Most outbreaks of community-spread MRSA occur not in schools but in prisons, where inmates share toiletries and lack or don’t use soap.
• Should every patient entering a hospital be tested for MRSA, and isolated if they harbor it? Some hospitals have begun that, but current guidelines call for that step only if hospitals fail to reduce MRSA infections by less drastic means, Gerberding said.
Her concern: “Patients in isolation get less care.” Doctors and nurses check on them less. They get more bedsores, opening the body to other life-threatening germs.

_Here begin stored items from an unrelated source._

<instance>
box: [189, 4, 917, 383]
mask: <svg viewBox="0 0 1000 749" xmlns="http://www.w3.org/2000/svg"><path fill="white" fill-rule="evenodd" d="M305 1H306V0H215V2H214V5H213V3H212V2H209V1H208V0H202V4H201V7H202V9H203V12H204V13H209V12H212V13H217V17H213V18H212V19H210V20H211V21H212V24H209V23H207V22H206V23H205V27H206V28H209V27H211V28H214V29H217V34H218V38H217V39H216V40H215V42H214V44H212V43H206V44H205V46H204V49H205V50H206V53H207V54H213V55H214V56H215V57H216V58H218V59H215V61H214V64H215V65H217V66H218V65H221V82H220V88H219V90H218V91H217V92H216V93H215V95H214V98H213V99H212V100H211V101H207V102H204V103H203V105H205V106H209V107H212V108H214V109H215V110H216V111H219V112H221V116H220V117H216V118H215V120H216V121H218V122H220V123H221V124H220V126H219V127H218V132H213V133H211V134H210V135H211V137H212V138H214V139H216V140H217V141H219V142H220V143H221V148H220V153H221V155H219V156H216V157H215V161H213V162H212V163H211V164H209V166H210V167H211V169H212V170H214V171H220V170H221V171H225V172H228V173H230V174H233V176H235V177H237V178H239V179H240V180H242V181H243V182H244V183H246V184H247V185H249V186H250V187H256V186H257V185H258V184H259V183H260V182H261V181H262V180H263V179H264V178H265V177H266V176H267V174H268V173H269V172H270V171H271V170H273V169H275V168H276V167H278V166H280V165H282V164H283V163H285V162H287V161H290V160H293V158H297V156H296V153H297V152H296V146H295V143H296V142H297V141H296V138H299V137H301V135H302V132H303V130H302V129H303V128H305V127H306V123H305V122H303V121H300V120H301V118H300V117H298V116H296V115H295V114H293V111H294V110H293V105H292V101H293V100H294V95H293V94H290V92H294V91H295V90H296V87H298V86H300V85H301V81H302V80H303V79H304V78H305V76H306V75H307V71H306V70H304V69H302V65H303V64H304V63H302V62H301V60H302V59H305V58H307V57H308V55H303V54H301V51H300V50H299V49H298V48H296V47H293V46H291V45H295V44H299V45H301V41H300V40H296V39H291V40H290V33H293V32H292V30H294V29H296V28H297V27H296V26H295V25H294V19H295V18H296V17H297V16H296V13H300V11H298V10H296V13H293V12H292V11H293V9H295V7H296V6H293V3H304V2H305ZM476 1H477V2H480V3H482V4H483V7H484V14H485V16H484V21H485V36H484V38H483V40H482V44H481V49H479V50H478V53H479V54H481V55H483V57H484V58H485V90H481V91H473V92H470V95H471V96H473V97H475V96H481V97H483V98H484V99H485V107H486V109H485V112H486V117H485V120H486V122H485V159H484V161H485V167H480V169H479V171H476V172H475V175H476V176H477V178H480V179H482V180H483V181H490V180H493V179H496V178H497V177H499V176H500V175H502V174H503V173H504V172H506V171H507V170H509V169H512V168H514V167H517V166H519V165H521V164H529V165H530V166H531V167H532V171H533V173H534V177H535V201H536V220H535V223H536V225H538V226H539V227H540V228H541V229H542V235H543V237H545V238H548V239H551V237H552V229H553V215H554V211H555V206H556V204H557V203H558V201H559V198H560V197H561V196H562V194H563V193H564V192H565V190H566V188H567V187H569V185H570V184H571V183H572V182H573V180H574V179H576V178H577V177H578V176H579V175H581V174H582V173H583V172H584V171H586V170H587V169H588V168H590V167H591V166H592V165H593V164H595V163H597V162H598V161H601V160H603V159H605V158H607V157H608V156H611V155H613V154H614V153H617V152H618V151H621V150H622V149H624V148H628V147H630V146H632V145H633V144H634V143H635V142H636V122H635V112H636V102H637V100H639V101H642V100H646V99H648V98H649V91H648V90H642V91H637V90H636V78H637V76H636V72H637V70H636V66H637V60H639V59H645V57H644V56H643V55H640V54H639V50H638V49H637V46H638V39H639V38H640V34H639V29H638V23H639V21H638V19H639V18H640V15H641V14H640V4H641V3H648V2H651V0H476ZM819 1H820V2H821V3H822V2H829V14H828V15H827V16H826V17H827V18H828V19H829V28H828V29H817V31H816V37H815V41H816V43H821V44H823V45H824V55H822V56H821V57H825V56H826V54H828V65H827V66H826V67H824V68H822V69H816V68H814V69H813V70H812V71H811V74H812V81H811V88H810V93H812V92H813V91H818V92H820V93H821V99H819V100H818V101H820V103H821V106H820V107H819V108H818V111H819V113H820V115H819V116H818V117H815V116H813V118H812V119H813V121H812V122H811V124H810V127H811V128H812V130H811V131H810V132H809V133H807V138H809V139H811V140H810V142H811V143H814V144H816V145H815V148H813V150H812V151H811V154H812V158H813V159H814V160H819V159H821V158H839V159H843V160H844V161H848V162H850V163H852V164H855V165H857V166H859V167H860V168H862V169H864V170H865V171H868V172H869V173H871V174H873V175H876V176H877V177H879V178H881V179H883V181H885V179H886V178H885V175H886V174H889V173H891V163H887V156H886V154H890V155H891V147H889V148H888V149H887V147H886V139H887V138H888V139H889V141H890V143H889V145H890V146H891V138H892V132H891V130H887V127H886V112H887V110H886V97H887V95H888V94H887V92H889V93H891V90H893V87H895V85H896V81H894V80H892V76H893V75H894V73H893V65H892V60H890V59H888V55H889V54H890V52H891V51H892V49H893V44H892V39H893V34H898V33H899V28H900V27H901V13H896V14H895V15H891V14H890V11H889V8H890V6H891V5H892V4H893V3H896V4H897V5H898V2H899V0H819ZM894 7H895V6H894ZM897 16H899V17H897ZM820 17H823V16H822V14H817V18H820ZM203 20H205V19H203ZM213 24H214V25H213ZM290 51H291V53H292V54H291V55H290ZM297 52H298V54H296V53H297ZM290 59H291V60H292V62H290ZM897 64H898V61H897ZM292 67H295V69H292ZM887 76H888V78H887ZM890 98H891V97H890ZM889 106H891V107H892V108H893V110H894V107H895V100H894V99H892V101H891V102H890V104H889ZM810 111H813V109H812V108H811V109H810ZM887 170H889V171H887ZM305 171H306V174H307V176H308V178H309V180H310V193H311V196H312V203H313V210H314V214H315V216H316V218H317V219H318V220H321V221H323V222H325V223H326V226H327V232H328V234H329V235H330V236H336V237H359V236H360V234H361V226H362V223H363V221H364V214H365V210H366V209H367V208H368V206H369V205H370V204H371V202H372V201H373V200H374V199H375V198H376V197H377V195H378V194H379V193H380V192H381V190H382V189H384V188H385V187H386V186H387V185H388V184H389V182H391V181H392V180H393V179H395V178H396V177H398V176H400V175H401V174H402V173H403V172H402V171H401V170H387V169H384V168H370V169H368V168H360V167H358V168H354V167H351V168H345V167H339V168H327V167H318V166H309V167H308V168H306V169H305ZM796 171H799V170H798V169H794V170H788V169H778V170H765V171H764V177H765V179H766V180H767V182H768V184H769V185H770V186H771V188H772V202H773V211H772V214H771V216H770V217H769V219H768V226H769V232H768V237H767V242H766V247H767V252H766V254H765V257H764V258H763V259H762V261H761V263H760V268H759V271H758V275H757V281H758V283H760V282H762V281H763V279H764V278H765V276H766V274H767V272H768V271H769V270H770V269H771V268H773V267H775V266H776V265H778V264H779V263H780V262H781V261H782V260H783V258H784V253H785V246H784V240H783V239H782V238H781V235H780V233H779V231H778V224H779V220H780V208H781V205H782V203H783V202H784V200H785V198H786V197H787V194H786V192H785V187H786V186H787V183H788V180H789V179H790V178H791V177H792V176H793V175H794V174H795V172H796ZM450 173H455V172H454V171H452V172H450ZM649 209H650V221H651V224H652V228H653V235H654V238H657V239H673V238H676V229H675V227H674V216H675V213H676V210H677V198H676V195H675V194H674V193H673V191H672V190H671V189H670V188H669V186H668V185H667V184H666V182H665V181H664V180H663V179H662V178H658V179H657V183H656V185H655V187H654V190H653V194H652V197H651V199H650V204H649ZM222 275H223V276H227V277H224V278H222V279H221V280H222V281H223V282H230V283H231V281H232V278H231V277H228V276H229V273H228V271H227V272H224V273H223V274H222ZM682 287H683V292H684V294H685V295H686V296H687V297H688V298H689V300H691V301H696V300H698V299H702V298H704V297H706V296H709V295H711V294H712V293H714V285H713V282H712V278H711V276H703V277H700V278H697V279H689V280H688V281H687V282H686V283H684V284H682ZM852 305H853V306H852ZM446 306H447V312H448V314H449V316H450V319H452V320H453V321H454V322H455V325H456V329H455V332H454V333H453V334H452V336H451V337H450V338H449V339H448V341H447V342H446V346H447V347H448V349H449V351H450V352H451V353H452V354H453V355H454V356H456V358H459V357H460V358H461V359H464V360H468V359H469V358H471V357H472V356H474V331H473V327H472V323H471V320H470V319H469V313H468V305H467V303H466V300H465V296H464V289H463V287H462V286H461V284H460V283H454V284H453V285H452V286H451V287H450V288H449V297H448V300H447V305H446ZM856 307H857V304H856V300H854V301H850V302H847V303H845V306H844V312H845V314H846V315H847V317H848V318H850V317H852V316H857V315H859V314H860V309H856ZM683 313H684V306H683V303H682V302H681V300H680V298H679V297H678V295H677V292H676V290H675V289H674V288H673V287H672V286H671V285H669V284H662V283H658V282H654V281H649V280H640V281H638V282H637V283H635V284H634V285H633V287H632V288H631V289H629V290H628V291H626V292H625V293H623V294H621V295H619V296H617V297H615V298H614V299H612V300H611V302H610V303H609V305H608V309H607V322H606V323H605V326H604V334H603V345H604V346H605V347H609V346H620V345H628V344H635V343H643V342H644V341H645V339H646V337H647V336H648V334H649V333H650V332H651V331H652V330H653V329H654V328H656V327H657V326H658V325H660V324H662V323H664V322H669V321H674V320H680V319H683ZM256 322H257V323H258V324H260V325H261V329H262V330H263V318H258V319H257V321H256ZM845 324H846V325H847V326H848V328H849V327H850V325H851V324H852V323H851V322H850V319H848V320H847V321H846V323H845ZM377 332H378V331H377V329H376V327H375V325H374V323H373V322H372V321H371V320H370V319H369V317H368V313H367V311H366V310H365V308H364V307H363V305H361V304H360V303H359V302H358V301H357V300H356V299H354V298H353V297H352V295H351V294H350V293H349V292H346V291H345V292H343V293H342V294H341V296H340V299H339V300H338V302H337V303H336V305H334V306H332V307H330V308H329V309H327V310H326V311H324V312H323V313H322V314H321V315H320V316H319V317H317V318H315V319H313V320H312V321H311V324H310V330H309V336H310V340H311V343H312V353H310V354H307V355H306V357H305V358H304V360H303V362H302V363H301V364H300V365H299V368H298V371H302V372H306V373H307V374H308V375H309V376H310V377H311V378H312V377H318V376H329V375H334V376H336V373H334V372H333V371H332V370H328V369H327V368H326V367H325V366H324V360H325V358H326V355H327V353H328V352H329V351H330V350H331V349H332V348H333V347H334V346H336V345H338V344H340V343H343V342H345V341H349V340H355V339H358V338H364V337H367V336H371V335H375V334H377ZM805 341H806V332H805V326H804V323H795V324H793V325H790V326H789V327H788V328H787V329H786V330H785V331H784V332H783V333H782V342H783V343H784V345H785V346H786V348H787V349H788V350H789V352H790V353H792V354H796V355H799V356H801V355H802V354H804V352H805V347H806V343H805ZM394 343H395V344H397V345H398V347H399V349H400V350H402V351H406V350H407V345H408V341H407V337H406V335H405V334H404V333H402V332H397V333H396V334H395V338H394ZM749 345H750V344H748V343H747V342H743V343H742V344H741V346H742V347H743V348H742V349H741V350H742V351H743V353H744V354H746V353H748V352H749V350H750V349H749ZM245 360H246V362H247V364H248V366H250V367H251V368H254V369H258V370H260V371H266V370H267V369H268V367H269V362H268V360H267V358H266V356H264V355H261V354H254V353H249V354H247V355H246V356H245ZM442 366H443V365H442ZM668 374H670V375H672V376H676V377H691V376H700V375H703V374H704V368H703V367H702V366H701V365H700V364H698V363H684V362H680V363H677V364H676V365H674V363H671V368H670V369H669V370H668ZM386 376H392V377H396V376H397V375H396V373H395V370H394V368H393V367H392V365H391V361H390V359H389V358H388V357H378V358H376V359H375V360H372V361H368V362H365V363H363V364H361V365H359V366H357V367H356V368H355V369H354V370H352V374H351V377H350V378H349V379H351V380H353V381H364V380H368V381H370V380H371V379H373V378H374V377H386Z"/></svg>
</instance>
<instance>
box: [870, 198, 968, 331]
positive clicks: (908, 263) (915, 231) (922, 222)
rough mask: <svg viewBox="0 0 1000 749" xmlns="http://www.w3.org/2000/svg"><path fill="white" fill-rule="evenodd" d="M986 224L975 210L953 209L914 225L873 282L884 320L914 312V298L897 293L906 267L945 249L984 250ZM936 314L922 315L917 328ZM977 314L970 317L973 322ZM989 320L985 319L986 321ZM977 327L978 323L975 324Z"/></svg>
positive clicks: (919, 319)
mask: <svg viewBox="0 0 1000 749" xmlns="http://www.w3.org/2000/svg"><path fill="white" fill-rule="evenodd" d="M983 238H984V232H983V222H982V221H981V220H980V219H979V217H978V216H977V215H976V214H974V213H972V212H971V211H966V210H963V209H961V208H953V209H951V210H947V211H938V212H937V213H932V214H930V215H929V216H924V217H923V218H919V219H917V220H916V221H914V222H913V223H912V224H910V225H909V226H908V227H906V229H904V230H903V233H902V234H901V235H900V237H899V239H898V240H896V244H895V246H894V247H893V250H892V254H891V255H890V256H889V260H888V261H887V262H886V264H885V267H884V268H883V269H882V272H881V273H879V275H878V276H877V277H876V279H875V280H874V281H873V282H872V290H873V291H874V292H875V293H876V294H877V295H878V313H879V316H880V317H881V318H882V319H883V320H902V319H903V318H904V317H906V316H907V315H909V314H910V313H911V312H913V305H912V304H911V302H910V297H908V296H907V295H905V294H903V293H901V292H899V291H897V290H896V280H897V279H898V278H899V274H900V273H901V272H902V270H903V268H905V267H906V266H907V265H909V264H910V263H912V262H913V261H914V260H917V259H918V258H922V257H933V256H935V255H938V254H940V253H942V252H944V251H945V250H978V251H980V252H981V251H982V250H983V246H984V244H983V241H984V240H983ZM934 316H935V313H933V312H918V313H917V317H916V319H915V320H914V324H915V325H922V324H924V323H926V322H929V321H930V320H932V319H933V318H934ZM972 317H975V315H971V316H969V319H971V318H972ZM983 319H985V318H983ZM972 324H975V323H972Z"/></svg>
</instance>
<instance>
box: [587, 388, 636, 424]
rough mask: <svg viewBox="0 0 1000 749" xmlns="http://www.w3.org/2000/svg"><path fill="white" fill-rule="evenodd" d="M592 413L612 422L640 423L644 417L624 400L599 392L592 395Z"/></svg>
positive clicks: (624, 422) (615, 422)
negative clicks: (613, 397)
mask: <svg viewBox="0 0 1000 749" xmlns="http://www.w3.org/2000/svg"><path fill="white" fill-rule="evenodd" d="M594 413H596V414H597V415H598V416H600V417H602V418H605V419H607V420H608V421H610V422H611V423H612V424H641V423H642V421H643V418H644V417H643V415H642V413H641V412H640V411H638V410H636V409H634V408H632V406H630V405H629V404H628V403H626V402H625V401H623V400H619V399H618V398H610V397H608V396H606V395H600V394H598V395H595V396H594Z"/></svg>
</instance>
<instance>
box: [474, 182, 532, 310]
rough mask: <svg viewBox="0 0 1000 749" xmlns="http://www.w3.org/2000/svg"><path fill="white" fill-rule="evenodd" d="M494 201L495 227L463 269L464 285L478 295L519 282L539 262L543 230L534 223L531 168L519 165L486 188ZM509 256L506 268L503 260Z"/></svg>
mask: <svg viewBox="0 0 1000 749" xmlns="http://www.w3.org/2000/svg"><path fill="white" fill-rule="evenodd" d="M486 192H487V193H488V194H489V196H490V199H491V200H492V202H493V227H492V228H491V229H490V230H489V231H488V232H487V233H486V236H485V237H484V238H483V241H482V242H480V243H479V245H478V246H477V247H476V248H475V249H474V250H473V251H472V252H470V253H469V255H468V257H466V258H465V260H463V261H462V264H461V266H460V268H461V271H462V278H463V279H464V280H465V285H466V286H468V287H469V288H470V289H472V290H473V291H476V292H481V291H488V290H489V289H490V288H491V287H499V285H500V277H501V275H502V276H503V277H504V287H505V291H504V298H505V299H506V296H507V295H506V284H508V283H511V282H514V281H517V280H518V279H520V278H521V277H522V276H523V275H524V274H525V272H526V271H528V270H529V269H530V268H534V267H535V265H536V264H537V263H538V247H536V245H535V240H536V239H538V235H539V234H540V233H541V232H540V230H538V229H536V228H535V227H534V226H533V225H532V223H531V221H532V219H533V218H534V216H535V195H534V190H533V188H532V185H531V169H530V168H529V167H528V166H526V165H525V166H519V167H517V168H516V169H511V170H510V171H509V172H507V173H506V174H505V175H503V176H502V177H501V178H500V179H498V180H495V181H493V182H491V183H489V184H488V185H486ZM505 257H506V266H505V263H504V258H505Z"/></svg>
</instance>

There is a biological conundrum: Hospital-based MRSA is more common, vulnerable to fewer antibiotics than the strain spread in communities, and those already-ill patients are more likely to die from it. Yet, the community strain of MRSA may be somewhat stronger, possibly explaining why otherwise healthy people sometimes succumb.
It’s a strain called USA300, and if it penetrates the skin, it can cause key immune cells — white blood cells — to explode, setting off a chain reaction of inflammation, Gerberding explained. This strain, unlike most hospital MRSA, also produces a toxin known as PVL, and scientists are furiously investigating its role.
New antibiotics are important, but won’t solve MRSA or the myriad other drug-resistant bacteria, she said.
Germs “will always be one step ahead of our drugstores,” Gerberding said. “We have to get back to the basics” — wash your hands and cover your cuts.